I was under the impression that a plain AES implementation, such as provided by
javax.crypto.Cipher, would not do that, but initial tests indicated that it does. So I’m guessing the padding requirement in itself is no reason to resort to something like GCM instead of “plain” AES. Is that correct?
Authentication: We need a foolproof way of detecting if data corruption has occurred. However, ideally we also want to detect when decryption is attempted with an incorrect key. Hence, we want to be able to differentiate between both of these cases. The reason I ended up considering GCM in the first place was due to this Stackoverflow question, where one of the responders seems to imply that making this distinction is possible using AES-GCM, although he does not provide a detailed explanation (let alone code).
Minimise overhead: We need to limit overhead on storage and transmission of the encrypted data. Therefore we wish to know whether, and to what extent, the choice for a specific AES implementation/mode influences the amount of overhead.
Encryption/decryption performance: Although it is not a primary concern we are wondering to what extent the choice of a specific AES implementation/mode influences encryption and decryption performance, both in terms of CPU time and memory footprint.
Thanks in advance for any advice, clarification and/or code examples.
EDIT: delnan helpfully pointed out there is no such thing as “plain AES”. So to clarify, what I meant by that is using Java’s built-in AES support.
Cipher localCipher = Cipher.getInstance("AES");
In 2012 the answer is to go for GCM, unless you have serious compatibility issues.

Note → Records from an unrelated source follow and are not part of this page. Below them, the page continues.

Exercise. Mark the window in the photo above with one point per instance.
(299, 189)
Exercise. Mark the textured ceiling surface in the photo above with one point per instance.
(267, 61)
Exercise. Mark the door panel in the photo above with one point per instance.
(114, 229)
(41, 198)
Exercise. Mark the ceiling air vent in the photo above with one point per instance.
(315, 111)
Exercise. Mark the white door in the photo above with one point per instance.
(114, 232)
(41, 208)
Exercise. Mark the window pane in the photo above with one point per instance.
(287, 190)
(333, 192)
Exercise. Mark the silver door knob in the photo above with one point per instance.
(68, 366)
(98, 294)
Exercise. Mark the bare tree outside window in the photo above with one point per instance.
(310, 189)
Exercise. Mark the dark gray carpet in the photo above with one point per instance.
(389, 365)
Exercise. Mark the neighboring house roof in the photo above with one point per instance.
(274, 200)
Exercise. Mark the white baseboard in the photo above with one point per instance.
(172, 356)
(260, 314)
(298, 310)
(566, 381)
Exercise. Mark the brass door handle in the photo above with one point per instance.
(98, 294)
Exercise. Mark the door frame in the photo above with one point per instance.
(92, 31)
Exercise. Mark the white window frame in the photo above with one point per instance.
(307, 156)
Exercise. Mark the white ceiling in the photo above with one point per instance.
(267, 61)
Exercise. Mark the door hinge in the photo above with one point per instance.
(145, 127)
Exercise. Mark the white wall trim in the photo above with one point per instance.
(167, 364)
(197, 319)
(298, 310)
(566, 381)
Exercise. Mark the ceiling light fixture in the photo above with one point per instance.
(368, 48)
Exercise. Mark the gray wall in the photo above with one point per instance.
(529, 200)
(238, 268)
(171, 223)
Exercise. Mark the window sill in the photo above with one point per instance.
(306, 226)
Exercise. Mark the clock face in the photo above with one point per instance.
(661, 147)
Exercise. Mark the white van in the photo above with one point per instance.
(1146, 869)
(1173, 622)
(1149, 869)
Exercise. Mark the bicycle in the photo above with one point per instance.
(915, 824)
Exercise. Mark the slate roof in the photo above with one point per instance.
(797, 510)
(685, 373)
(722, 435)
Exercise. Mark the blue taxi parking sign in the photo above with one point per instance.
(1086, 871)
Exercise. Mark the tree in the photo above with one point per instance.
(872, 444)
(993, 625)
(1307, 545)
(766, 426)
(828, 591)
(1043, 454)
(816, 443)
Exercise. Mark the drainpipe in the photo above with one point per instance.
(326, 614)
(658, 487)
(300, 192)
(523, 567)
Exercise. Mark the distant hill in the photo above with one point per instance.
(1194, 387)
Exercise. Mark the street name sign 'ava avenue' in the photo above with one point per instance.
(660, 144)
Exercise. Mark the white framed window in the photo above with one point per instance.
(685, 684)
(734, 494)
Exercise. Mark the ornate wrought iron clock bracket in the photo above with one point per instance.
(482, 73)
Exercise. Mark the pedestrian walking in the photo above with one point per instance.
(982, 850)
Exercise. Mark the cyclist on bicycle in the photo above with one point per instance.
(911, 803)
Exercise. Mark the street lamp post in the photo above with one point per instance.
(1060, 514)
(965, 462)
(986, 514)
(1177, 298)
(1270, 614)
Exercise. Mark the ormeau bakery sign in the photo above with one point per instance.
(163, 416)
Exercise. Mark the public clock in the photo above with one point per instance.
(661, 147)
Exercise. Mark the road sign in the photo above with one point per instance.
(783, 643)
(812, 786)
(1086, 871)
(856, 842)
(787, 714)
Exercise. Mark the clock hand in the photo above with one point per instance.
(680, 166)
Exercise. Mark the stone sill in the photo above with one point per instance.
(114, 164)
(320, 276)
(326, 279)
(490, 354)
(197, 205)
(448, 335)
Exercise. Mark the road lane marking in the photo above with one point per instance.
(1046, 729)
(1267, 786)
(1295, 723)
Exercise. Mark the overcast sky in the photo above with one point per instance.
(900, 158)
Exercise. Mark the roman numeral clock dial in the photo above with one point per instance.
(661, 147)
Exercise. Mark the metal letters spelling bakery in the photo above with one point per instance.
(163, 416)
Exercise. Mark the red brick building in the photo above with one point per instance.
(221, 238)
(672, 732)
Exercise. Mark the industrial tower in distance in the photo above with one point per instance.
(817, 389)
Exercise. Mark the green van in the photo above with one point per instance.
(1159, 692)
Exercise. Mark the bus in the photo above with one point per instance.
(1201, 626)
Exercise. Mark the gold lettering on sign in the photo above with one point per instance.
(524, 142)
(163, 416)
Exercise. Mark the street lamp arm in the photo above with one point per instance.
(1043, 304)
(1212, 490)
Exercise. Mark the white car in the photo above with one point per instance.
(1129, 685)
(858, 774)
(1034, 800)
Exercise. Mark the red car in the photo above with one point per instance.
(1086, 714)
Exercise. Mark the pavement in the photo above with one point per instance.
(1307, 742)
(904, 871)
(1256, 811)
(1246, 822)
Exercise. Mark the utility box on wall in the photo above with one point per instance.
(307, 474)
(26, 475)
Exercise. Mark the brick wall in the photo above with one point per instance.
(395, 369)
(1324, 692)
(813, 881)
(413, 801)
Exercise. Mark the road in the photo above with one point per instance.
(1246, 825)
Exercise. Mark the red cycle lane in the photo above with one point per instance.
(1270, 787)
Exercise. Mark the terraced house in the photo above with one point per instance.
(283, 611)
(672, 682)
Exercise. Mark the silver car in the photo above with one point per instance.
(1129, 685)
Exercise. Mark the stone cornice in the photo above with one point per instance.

GCM is an Authenticated Encryption mode. It provides you with confidentiality (encryption), integrity, and authentication (MAC) in one go.
So far, the normal modes of operation have been ECB (which is the default for Java), CBC, CTR, OFB, and a few others. They all provided encryption only. Confidentiality by itself is seldom useful without integrity though; one had to combine such classic modes with integrity checks in an ad-hoc way. Since cryptography is hard to get right, often such combinations were insecure, slower than necessary or even both.
Authenticated Encryption modes have been (fairly recently) created by cryptographers to solve that problem. GCM is one of the most successful: it has been selected by NIST, it efficient, it is is patent free, and it can carry Additional Authenticated Data (that is, data which stays in the clear, but for which you can verify authenticity). For a description of other modes see this excellent article of Matthew Green.
Coming to your concerns:
Authentication: AES-GCM only takes one AES key as input, not passwords. It will tell you if the AES key is wrong or the payload has been tampered with, but such conditions are treated as one. Instead, you should consider using an appropriate Key Derivation Algorithm like PBKDF2 or bcrypt to derive the AES key from the password. I don’t think it is always possible to tell if the password is incorrect or if the payload has been modified, because the data necessary to verify the former can always be corrupted. You can encrypt a small known string (with ECB AES), send it along, and use it to verify if the password is correct.
Minimise overhead: At the end of the day, all modes leads to the same overhead (around 10-20 bytes) if you want authentication. Unless you are working with very small payloads, this point can be ignored.
Performance: GCM is pretty good in that it is an online mode (no need to buffer the whole payload, so less memory), it is parallelizable, and it requires one AES operation and one Galois multiplication per plaintext block. Classic modes like ECB are faster (one AES operation per block only), but – again – you must also factor in the integrity logic, which may end up being slower than GMAC.
Having said that, one must be aware that GCM security relies on a good random number generation for creation of the IV.